The third reason is the fight against confusion surrounding third-party services. Any new digital form for a popular tourist destination quickly generates intermediary sites, paid copies, phishing pages, and unofficial apps. This is why for a trip to Thailand, one should use only official resources, not enter passport data on random sites, and not pay for a form if the official channel provides free submission. This is especially important for tourists who look for instructions via search engines or social networks, where advertising results are not always safe.

What to Check Before Traveling to Thailand

Before a flight to Thailand, travelers should act not based on rumors from forums, but on current official rules. Even if THIM is already available for download in pilot mode, it does not mean that all airlines, border points, and categories of foreigners use it in the same way. Practical preparation should include several steps.

  • Check if you specifically need to submit a Thailand Digital Arrival Card before entry.
  • Use only the official TDAC channel or an officially confirmed application, if it is available for your scenario.
  • Verify passport data, flight number, arrival date, first accommodation address, and contact information.
  • Do not pay for the services of third-party sites if they only duplicate the free government form.
  • Save confirmation of data submission and have access to it during flight check-in and after arrival.
  • Before departure, check airline notifications, as carriers may specify document requirements at the boarding stage.

Separately, one should take care of the first night and transfer. If the arrival in Bangkok is late, it is more convenient to choose a hotel near Bangkok Suvarnabhumi Airport or check taxis and transfers from BKK. Even if digital registration reduces time at the border, flight delays, baggage queues, and night transport remain common travel factors.

What This Means for the Tourism Market

For the tourism business, THIM can become part of a broader trend: Asian countries are moving entry into digital systems, where the traveler submits data before arrival, and the border works more as a verification of an existing profile. This is convenient for the state, useful for airlines, and potentially comfortable for tourists, but only on the condition that rules are explained simply and do not change chaotically.
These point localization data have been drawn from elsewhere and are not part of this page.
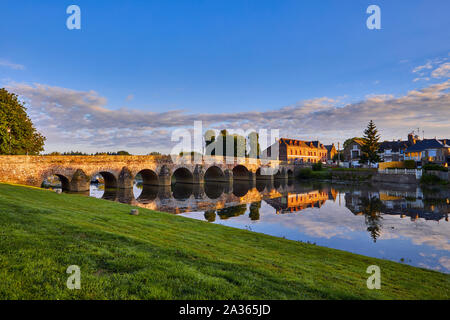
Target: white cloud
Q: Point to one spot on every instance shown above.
(14, 66)
(443, 71)
(80, 119)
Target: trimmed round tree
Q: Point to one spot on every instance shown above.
(17, 133)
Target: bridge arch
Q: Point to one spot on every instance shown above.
(214, 173)
(182, 175)
(63, 179)
(214, 190)
(240, 172)
(290, 174)
(109, 179)
(149, 177)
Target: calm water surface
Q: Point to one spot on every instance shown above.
(401, 223)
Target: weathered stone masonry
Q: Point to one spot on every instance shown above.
(75, 172)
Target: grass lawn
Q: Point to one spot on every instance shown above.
(162, 256)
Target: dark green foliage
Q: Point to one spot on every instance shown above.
(317, 166)
(22, 137)
(370, 147)
(434, 167)
(240, 147)
(410, 164)
(340, 155)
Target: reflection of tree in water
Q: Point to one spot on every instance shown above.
(235, 211)
(210, 215)
(372, 212)
(254, 210)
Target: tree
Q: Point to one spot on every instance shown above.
(348, 141)
(370, 146)
(17, 133)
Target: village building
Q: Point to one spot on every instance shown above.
(429, 151)
(299, 151)
(352, 151)
(331, 151)
(395, 150)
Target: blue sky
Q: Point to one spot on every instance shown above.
(202, 58)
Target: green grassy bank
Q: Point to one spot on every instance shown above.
(162, 256)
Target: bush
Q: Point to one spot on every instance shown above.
(317, 166)
(410, 164)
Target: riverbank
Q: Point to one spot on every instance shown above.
(162, 256)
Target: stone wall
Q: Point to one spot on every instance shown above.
(75, 172)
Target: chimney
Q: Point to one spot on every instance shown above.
(411, 138)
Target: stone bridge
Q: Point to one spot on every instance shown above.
(76, 172)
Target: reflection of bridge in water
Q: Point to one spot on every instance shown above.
(181, 197)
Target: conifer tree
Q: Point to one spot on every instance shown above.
(370, 147)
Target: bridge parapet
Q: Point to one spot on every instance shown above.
(76, 172)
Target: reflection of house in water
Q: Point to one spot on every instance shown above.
(404, 204)
(293, 202)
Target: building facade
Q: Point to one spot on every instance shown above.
(352, 151)
(429, 151)
(299, 151)
(332, 151)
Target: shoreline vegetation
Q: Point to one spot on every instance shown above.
(159, 255)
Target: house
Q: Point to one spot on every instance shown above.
(299, 151)
(352, 151)
(331, 151)
(393, 150)
(429, 150)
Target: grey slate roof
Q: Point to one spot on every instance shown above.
(426, 144)
(395, 146)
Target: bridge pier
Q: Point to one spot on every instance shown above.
(252, 179)
(198, 175)
(80, 182)
(126, 179)
(165, 176)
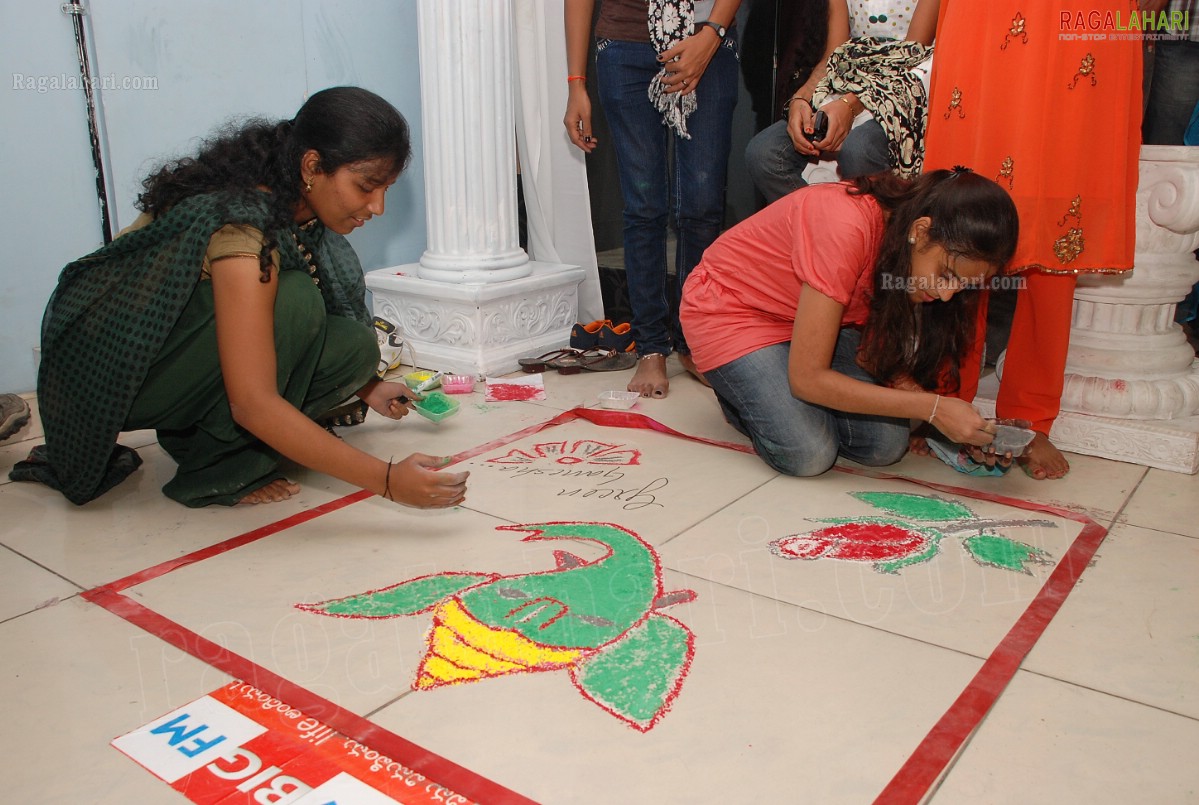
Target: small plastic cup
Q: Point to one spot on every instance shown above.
(619, 400)
(458, 384)
(437, 406)
(414, 379)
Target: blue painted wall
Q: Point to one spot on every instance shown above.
(174, 72)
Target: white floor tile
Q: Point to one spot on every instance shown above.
(73, 678)
(1167, 502)
(1048, 743)
(28, 587)
(1130, 628)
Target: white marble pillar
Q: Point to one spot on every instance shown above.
(1132, 379)
(470, 148)
(474, 304)
(1127, 356)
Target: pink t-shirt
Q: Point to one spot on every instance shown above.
(742, 294)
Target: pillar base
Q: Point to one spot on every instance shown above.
(1164, 444)
(479, 329)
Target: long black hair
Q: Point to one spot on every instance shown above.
(342, 124)
(971, 217)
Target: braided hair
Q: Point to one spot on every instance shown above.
(343, 125)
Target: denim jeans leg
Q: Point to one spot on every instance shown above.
(624, 71)
(773, 164)
(795, 437)
(865, 151)
(1174, 91)
(702, 173)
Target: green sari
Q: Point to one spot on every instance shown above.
(113, 312)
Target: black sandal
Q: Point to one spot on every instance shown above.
(566, 360)
(345, 415)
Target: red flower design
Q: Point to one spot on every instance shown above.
(855, 542)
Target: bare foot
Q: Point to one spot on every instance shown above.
(650, 378)
(277, 490)
(688, 364)
(1043, 461)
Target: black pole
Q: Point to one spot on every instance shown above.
(77, 11)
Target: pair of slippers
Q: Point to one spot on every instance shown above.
(572, 361)
(603, 334)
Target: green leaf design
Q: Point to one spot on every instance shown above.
(995, 551)
(403, 599)
(915, 506)
(637, 676)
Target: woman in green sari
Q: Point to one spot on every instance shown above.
(229, 316)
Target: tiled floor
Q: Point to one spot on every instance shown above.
(805, 680)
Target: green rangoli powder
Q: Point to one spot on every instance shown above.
(437, 403)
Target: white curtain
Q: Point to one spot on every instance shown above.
(553, 172)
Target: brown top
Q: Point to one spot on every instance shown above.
(630, 19)
(624, 19)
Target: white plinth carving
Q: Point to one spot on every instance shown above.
(475, 304)
(1132, 379)
(476, 328)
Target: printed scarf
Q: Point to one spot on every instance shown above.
(670, 23)
(879, 72)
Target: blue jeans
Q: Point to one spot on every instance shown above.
(794, 437)
(691, 196)
(776, 168)
(1173, 91)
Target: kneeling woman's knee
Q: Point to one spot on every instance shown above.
(887, 450)
(299, 308)
(806, 460)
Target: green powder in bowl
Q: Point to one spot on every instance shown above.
(437, 406)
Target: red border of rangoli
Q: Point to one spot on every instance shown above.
(910, 784)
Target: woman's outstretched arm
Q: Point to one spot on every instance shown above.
(245, 326)
(813, 379)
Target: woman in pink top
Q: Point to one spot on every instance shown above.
(857, 274)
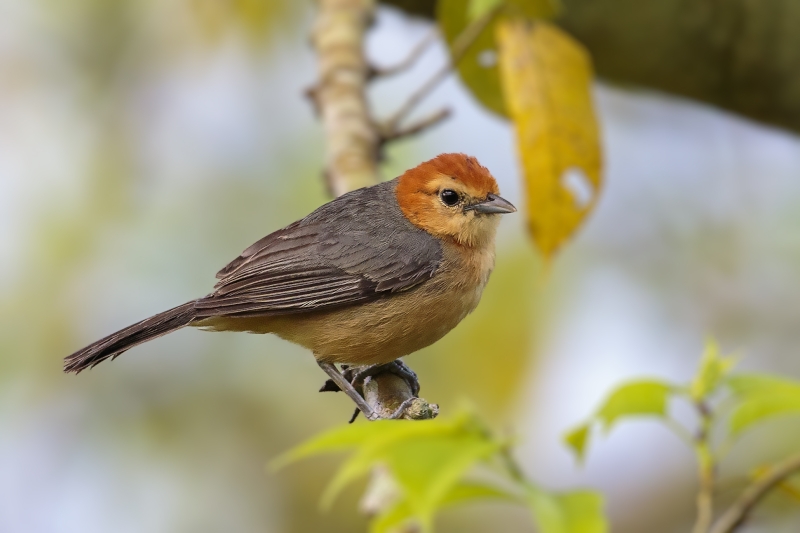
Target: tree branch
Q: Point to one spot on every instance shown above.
(753, 494)
(352, 145)
(706, 466)
(409, 60)
(458, 50)
(351, 138)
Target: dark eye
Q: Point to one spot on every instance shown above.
(449, 197)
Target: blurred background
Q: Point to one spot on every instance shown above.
(144, 144)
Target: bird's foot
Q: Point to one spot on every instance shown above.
(351, 380)
(396, 367)
(344, 385)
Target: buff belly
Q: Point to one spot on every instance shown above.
(372, 333)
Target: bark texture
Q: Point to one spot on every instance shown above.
(351, 136)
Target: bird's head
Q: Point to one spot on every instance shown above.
(453, 197)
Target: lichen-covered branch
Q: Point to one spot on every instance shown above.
(351, 138)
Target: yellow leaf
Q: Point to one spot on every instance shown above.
(546, 77)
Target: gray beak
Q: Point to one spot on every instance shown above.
(493, 205)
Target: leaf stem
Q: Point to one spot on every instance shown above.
(753, 494)
(706, 469)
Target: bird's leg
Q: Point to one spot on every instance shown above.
(396, 367)
(348, 389)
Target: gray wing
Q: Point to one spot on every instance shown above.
(354, 249)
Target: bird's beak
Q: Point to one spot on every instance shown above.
(493, 204)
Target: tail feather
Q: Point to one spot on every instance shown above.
(124, 339)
Tour operators, hotels, and travel agents should include the TDAC/THIM check in the standard pre-trip checklist for clients. If a guest finds out about the digital arrival card already at the airport, it creates a risk of delay, error, or turning to a dubious intermediary. Instead, a short instruction before the trip with an official link and explanation of submission deadlines can reduce the number of problems even before flight check-in.

For airlines and airports, the digital system can also reduce the load on staff. The more passengers correctly submit data in advance, the fewer disputed situations arise at check-in counters and after arrival. But the transition period is almost always difficult: some tourists will use old instructions, some new, and some unofficial sites. This is why the coming months will be a test not only for THIM, but also for the quality of Thailand's communication with international travelers.

Conclusion

THIM is not a minor update to a form, but an attempt by Thailand to make the arrival of foreigners more digital, fast, and controlled. For tourists, the advantage can be noticeable: less repetitive data entry, a simpler process for frequent trips, and potentially shorter time at the border. But until the full launch and stable rules, the main advice remains conservative: check official requirements before every flight, do not give passport data to third-party services, and do not leave the arrival card until the last minutes before boarding.

If Thailand can combine convenience, data protection, and clear instructions, THIM will become an important step for the entire tourism market of the country. If the transition is accompanied by confusion between TDAC, the application, and third-party sites, some of the expected benefits may be lost. For the traveler, the best strategy is to plan the trip as carefully as booking flights and hotels: documents, digital forms, and the first transfer are now one system of travel preparation.